Matar a un ruiseñor
Por Fernando Marañón.
Anoche soñé que volvía a Manderley
Anoche la mansión entre la bruma, imagen británica del desasosiego romántico, dejó paso a la población inmóvil del profundo sur, imagen norteamericana de la infancia y su relación con la maldad y el amor. Anoche, aprovechando el cambio de tiempo, decidimos regalarnos con el verano en blanco y negro de una pequeña población del Estado de Alabama donde las mujeres se duchaban dos veces antes del mediodía y los juicios en la sala del tribunal se sobrellevaban a golpe de abanico. Un lugar en ninguna parte donde pasó sus primeros años la novelista de un solo libro Harper Lee, algo así como la Lampedusa estadounidense, autora de una única novela convertida en la más popular de la Norteamérica del siglo XX, profusa en grandes novelistas y obras inolvidables.
Con un guiño cariñoso a su amigo Capote y un homenaje explícito a su padre, Harper reconstruyó su niñez a través de la pequeña Scout y su hermano Jem, los hijos de un abogado viudo que comparten calle y aventuras con el sobrino de una vecina y acechan el misterio en el porche donde se intuye al anochecer la sombra de Boo Radley, un ruiseñor silencioso.

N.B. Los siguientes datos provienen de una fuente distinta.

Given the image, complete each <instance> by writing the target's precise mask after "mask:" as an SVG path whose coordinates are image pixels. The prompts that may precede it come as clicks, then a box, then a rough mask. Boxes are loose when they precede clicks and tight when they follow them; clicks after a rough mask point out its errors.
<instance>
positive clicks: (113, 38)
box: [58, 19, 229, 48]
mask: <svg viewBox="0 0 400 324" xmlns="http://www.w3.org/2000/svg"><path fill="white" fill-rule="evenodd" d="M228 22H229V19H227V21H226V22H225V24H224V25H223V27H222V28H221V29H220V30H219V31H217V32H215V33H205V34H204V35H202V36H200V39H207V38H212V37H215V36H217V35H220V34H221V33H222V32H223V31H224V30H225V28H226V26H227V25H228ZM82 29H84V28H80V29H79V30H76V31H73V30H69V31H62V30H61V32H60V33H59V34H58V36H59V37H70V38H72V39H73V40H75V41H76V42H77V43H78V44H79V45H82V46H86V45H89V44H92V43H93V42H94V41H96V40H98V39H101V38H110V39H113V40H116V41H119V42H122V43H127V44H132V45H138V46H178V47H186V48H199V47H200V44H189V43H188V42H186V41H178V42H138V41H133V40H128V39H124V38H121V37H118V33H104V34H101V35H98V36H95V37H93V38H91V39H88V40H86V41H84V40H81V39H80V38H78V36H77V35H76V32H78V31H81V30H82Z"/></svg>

Robert Mulligan, ese gran director minusvalorado por pertenecer a la generación televisiva (la de Kramer, Altman y Pakula, nada menos), se envolvió en el guión de Horton Foote, la música de Elmer Berstein y la fotografía de Russell Harlan para dar luz a una de esas obras maestras del cine profundamente queridas por el público, esa donde Gregory Peck se puso las gafas de Atticus Finch para demostrar que la heroicidad no necesita subrayados.
La historia de un vecino inquietante y protector, un caso de supuesta violación que apenas enmascara la venganza racial y unos niños aprendiendo lo que merece admiración, piedad o desprecio, está narrada por una Scout adulta que nunca veremos en pantalla. Y no sólo recorre el juicio más verosímil que se ha filmado en Hollywood, sino la memoria sentimental de alguien que fue niña en tiempos sombríos pero que tuvo la suerte de crecer con el ejemplo moral del mejor tirador del condado.
Gregory Peck construye para Mulligan y para todos nosotros el héroe de a pie más emblemático de América: Atticus, un padre de familia generoso y cortés, aunque demasiado viejo para impresionar físicamente a su hijo Jem. Un hombre honesto, valiente y sin prejuicios. Un señor de una pieza, que es capaz de defender la vida de un hombre frente a sus vecinos más levantiscos interponiéndose entre ellos y el condenado con una simple lámpara de lectura y un viejo libro de leyes.
Quizá por eso, más allá de la bajeza de espíritu que demuestran los acusadores de Tom Robinson, de la afición al linchamiento que gastan los ciudadanos de la Depresión o de los terrores imaginarios y reales que acechan en la noche sureña, Matar a un ruiseñor (1962) es una película luminosa y bella que encierra su autenticidad en ese hueco del árbol donde se guardaban los tesoros de infancia, en los columpios hechos con neumáticos viejos, las escapadas nocturnas por el vecindario y las fiestas escolares de las que tienes que regresar disfrazada de jamón. Porque todo ello se recuerda con nostalgia y orgullo cuando tienes como salvaguardia al entrañable Atticus, ese tipo capaz de caminar con los zapatos de todos los hombres.